I am curious to know what other safety guarantees are dropped when moving a variable into a thread.
In general, this is not something that can be checked fully during compile time (doing so would be equivalent with solving the famous halting problem, which is proved to be uncomputable).
The best that can be done is opportunistic checking that detects some cases (basically sorting instances into 3 categories: yes, no, don't know). And it can be very arbitrary when something starts falling into the "don't know" category.
The issue isn't moving to another thread as such. Rather it is about the complexity of control/data flow. If it gets too complex for the compiler to spot an issue, that's it. (What is complex for the compiler may not be the same thing as what is complex for a human.)
There are definitely other cases, but I don't think there is a definite list. Linting about dead/unreachable code comes to mind as a prime example, and in that case you obviously won't get any runtime errors either.
It is certainly curious that the lint disappears due to code that comes after the point where the uncondional overflow occurs. Of course the fact that threads are involved was entirely irrelevant.
Minimized example:
fn main() {
let a = 5_u8;
let b = 10_u8;
let _ = a - b;
// let _ = &b;
}
Compiling playground v0.0.1 (/playground)

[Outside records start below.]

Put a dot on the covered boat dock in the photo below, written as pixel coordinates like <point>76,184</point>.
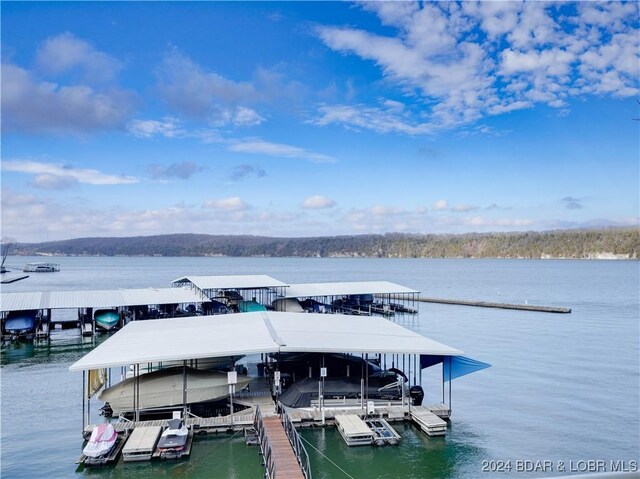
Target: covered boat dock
<point>128,304</point>
<point>355,297</point>
<point>268,332</point>
<point>242,293</point>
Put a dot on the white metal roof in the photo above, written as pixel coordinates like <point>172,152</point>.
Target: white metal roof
<point>306,290</point>
<point>246,281</point>
<point>97,298</point>
<point>251,333</point>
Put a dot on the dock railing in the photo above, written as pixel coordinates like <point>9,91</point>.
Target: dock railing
<point>296,444</point>
<point>265,447</point>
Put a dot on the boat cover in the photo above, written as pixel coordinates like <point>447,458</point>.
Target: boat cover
<point>101,441</point>
<point>454,366</point>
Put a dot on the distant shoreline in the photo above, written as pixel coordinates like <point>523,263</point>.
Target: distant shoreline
<point>600,244</point>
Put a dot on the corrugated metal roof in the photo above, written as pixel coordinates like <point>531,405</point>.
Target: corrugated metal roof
<point>248,281</point>
<point>251,333</point>
<point>306,290</point>
<point>97,298</point>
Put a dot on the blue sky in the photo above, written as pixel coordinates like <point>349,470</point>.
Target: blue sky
<point>317,118</point>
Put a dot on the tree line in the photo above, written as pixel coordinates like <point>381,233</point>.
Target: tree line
<point>622,242</point>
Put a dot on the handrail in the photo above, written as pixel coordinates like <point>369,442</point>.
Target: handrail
<point>296,442</point>
<point>265,446</point>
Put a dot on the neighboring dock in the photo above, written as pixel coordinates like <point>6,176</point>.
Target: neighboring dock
<point>13,279</point>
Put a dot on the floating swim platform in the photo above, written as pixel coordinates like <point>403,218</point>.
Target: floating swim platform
<point>141,444</point>
<point>383,433</point>
<point>354,430</point>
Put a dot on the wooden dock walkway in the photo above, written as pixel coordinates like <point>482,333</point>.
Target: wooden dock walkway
<point>286,463</point>
<point>488,304</point>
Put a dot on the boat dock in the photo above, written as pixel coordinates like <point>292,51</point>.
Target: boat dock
<point>354,430</point>
<point>279,455</point>
<point>383,433</point>
<point>141,443</point>
<point>104,460</point>
<point>430,424</point>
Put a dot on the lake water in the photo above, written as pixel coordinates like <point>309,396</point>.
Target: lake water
<point>563,388</point>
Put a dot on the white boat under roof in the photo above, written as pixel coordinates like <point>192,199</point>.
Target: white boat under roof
<point>255,333</point>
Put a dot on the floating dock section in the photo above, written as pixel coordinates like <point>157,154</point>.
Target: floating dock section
<point>176,454</point>
<point>430,424</point>
<point>141,444</point>
<point>354,430</point>
<point>383,433</point>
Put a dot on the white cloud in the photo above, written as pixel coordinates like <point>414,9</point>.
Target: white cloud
<point>234,203</point>
<point>189,89</point>
<point>390,118</point>
<point>460,62</point>
<point>441,205</point>
<point>47,171</point>
<point>65,52</point>
<point>168,127</point>
<point>261,147</point>
<point>34,106</point>
<point>183,170</point>
<point>379,210</point>
<point>239,116</point>
<point>48,181</point>
<point>318,202</point>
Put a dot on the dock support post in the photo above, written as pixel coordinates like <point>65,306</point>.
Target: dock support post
<point>184,389</point>
<point>83,389</point>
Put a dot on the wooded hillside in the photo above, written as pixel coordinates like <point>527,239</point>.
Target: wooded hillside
<point>620,242</point>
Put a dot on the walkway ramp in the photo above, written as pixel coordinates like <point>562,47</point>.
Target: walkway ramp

error: this arithmetic operation will overflow
--> src/main.rs:4:13
|
4 | let _ = a - b;
| ^^^^^ attempt to compute `5_u8 - 10_u8`, which would overflow
|
= note: `#[deny(arithmetic_overflow)]` on by default
error: could not compile `playground` (bin "playground") due to previous error
fn main() {
let a = 5_u8;
let b = 10_u8;
let _ = a - b;
let _ = &b;
}
Compiling playground v0.0.1 (/playground)
Finished dev [unoptimized + debuginfo] target(s) in 0.46s
Running `target/debug/playground`
thread 'main' panicked at 'attempt to subtract with overflow', src/main.rs:4:13
note: run with `RUST_BACKTRACE=1` environment variable to display a backtrace
If I had to guess: (click for wild speculation) …
There’s probably some form of compiler optimization that can, in the first case, optimize away a and b easily since they’re constant and used once, by-value, and thus the simplified code, containing something like the expression 5_u8 - 10_u8, will trigger the lint. Once a reference to b (or a) is being created anywhere in the program, the variable cannot trivially be optimized away anymore. Note that rustc itself won’t do too many optimizations^ – most of what’s performance relevant is only done a lot later, by LLVM – this is merely about optimizations done early, by rustc itself, in a way that can influence further code analysis. Usually optimizations are done in a way that code behavior (including the question whether or not code compiles) isn’t influenced, but whether or not a lint fires is likely something that is okay to affect. Also, this “optimization” must be very simple and straightforward, as it seems to happen unconditionally, even in Debug builds, i.e. it must be something that’s so easy to detect that it doesn’t make compilation slower.